Spin-orbit coupling arises from the relativistic interaction H_SO ∝ L·S between the electron's spin magnetic moment and the magnetic field from its orbital motion. This coupling causes fine structure splitting in atomic energy levels and demonstrates that orbital and spin angular momenta cannot be independently conserved.
From your study of angular momentum quantization, you know that orbital angular momentum L is quantized with magnitude √(l(l+1))ℏ and z-component m_l ℏ. From spin, you know that an electron carries an intrinsic angular momentum S with s = 1/2 and z-component m_s = ±1/2, and that spin has an associated magnetic moment μ_S = −gₛ(e/2m)S. Spin-orbit coupling asks: what happens when these two angular momenta interact? The answer produces one of the most important corrections to the hydrogen energy levels and is foundational to atomic structure beyond the simplest approximation.
The physical picture is best understood in the electron's rest frame. From the electron's perspective, the proton is orbiting around it, creating a current loop and hence a magnetic field B at the electron's location. This magnetic field interacts with the electron's spin magnetic moment, adding a perturbation H_SO ∝ L·S to the Hamiltonian. The dot product L·S = (1/2)(J² − L² − S²), where J = L + S is the total angular momentum. This identity is the key to finding the energy correction. Because H_SO contains L² and S², the eigenstates of L_z and S_z (labeled by m_l and m_s) are no longer the right basis — H_SO mixes states with different m_l and m_s while preserving their sum m_j = m_l + m_s. The good quantum numbers become n, l, s, and j, where j = l ± 1/2 labels the total angular momentum.
The energy correction from spin-orbit coupling is ΔE_SO ∝ [j(j+1) − l(l+1) − s(s+1)]/2. For a given l, j can be either l + 1/2 or l − 1/2, giving two different energy shifts. This fine structure splitting breaks the degeneracy between states that differed only in relative orientation of L and S. For example, in hydrogen the 2p level (l = 1) splits into 2p₁/₂ (j = 1/2) and 2p₃/₂ (j = 3/2), separated by about 4.5 × 10⁻⁵ eV — small compared to the gross structure (~10 eV) but measurable spectroscopically. The subscript notation n l_j encodes the coupling: 2p₃/₂ means n = 2, l = 1 (p orbital), j = 3/2.

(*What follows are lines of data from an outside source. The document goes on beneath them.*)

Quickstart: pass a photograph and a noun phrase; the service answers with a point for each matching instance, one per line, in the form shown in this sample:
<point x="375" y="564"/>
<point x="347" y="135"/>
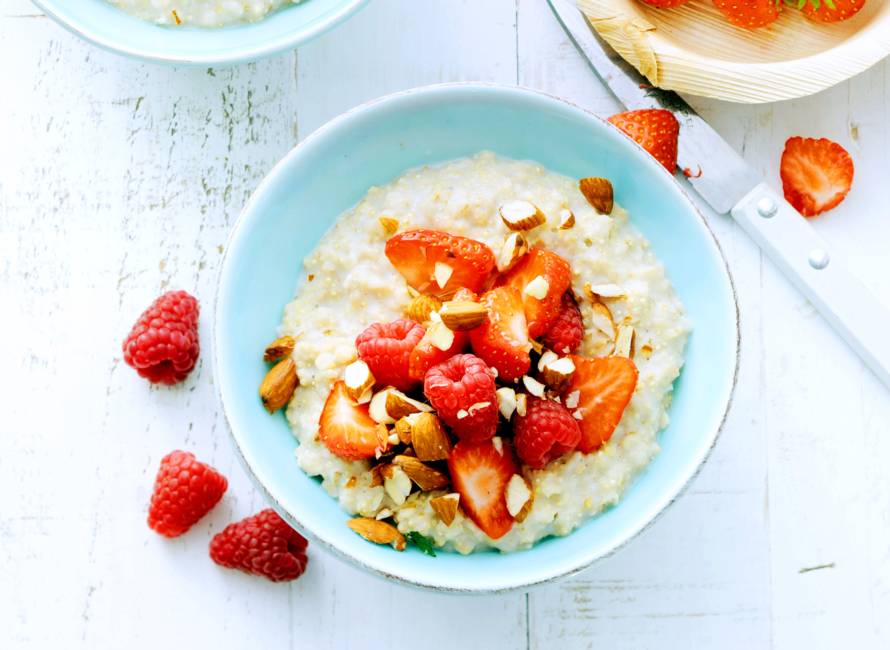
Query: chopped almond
<point x="598" y="192"/>
<point x="521" y="215"/>
<point x="446" y="507"/>
<point x="378" y="532"/>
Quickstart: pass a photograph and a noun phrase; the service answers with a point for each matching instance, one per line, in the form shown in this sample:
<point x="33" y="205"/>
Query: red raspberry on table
<point x="185" y="490"/>
<point x="462" y="391"/>
<point x="546" y="432"/>
<point x="263" y="545"/>
<point x="567" y="331"/>
<point x="386" y="348"/>
<point x="163" y="344"/>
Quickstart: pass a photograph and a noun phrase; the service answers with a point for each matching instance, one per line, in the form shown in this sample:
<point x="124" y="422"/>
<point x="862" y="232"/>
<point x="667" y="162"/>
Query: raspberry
<point x="262" y="545"/>
<point x="185" y="490"/>
<point x="545" y="432"/>
<point x="163" y="344"/>
<point x="386" y="348"/>
<point x="567" y="331"/>
<point x="462" y="392"/>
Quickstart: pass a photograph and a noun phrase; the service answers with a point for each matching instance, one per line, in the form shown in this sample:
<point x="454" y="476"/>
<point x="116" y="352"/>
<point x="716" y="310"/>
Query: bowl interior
<point x="331" y="171"/>
<point x="100" y="22"/>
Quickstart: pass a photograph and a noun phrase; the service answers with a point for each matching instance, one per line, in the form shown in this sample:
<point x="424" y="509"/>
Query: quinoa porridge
<point x="200" y="13"/>
<point x="627" y="306"/>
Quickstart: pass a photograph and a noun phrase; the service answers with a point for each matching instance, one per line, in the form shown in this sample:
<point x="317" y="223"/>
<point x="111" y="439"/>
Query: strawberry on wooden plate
<point x="502" y="341"/>
<point x="816" y="174"/>
<point x="831" y="11"/>
<point x="480" y="473"/>
<point x="345" y="426"/>
<point x="438" y="263"/>
<point x="654" y="129"/>
<point x="750" y="14"/>
<point x="541" y="278"/>
<point x="606" y="385"/>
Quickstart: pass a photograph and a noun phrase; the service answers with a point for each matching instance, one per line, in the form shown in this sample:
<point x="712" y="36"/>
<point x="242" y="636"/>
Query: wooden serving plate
<point x="694" y="49"/>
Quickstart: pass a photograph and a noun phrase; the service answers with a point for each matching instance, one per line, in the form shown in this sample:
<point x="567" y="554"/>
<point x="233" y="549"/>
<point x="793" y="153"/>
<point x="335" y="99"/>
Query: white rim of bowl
<point x="239" y="56"/>
<point x="330" y="546"/>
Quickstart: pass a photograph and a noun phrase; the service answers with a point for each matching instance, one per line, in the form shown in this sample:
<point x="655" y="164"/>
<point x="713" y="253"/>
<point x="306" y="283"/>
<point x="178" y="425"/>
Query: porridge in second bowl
<point x="200" y="13"/>
<point x="479" y="355"/>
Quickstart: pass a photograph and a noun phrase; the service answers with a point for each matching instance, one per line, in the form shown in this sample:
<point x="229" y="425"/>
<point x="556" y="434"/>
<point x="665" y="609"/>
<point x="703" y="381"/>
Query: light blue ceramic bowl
<point x="105" y="25"/>
<point x="330" y="171"/>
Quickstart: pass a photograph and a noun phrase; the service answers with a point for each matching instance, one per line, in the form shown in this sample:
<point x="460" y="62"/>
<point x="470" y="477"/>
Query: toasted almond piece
<point x="429" y="439"/>
<point x="572" y="399"/>
<point x="537" y="288"/>
<point x="378" y="532"/>
<point x="608" y="290"/>
<point x="421" y="306"/>
<point x="521" y="215"/>
<point x="624" y="341"/>
<point x="396" y="483"/>
<point x="279" y="385"/>
<point x="439" y="335"/>
<point x="398" y="405"/>
<point x="358" y="379"/>
<point x="557" y="375"/>
<point x="533" y="386"/>
<point x="598" y="192"/>
<point x="521" y="404"/>
<point x="442" y="273"/>
<point x="519" y="497"/>
<point x="566" y="219"/>
<point x="279" y="348"/>
<point x="547" y="357"/>
<point x="423" y="475"/>
<point x="446" y="507"/>
<point x="515" y="246"/>
<point x="506" y="401"/>
<point x="463" y="315"/>
<point x="403" y="430"/>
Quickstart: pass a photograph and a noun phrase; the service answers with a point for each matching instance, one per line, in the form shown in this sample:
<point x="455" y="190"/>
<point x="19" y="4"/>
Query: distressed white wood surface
<point x="119" y="180"/>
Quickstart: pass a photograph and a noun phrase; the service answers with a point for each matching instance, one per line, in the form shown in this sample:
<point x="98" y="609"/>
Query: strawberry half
<point x="654" y="129"/>
<point x="462" y="262"/>
<point x="480" y="473"/>
<point x="345" y="427"/>
<point x="606" y="385"/>
<point x="502" y="341"/>
<point x="816" y="174"/>
<point x="833" y="11"/>
<point x="540" y="313"/>
<point x="750" y="14"/>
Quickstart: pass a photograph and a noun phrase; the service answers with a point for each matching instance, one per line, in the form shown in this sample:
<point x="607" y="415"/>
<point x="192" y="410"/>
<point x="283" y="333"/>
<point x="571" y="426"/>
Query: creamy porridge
<point x="348" y="283"/>
<point x="200" y="13"/>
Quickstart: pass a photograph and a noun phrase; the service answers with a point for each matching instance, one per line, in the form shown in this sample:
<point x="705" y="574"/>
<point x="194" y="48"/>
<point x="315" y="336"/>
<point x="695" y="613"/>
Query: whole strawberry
<point x="654" y="129"/>
<point x="163" y="344"/>
<point x="262" y="545"/>
<point x="185" y="490"/>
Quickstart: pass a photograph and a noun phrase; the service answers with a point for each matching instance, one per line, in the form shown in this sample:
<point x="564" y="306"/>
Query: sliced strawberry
<point x="816" y="174"/>
<point x="540" y="313"/>
<point x="654" y="129"/>
<point x="502" y="341"/>
<point x="480" y="473"/>
<point x="832" y="11"/>
<point x="606" y="385"/>
<point x="750" y="14"/>
<point x="345" y="427"/>
<point x="426" y="355"/>
<point x="465" y="262"/>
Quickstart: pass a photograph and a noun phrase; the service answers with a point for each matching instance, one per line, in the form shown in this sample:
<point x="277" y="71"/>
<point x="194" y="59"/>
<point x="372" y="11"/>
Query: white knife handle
<point x="805" y="259"/>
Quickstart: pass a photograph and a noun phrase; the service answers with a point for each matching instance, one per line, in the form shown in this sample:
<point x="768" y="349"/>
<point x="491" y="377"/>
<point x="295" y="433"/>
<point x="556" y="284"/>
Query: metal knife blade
<point x="713" y="167"/>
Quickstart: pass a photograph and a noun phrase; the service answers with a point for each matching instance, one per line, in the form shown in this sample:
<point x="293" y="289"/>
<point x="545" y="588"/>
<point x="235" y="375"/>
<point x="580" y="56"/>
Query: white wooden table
<point x="119" y="180"/>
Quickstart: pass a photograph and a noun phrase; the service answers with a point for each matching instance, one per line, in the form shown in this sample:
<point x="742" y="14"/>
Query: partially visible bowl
<point x="107" y="26"/>
<point x="329" y="172"/>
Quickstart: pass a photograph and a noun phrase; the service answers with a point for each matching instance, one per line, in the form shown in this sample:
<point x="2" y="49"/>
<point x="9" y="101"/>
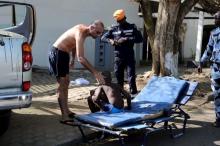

The deeper lesson is about what is conserved. Before spin-orbit coupling, L_z and S_z individually commuted with H, so m_l and m_s were good quantum numbers. The coupling H_SO breaks those individual symmetries: [H_SO, L_z] ≠ 0 and [H_SO, S_z] ≠ 0, meaning m_l and m_s are no longer conserved. However, J² and J_z still commute with the full H, because spin-orbit coupling is rotationally invariant — it depends on L·S, which is a scalar. So j and m_j are the conserved quantum numbers, while m_l and m_s fluctuate. Physically: the spin and orbital angular momenta precess around the fixed total angular momentum vector J, while J itself precesses around the z-axis at rate m_j. This precession picture is the semiclassical view of what spin-orbit coupling does to the electron's motion in an atom.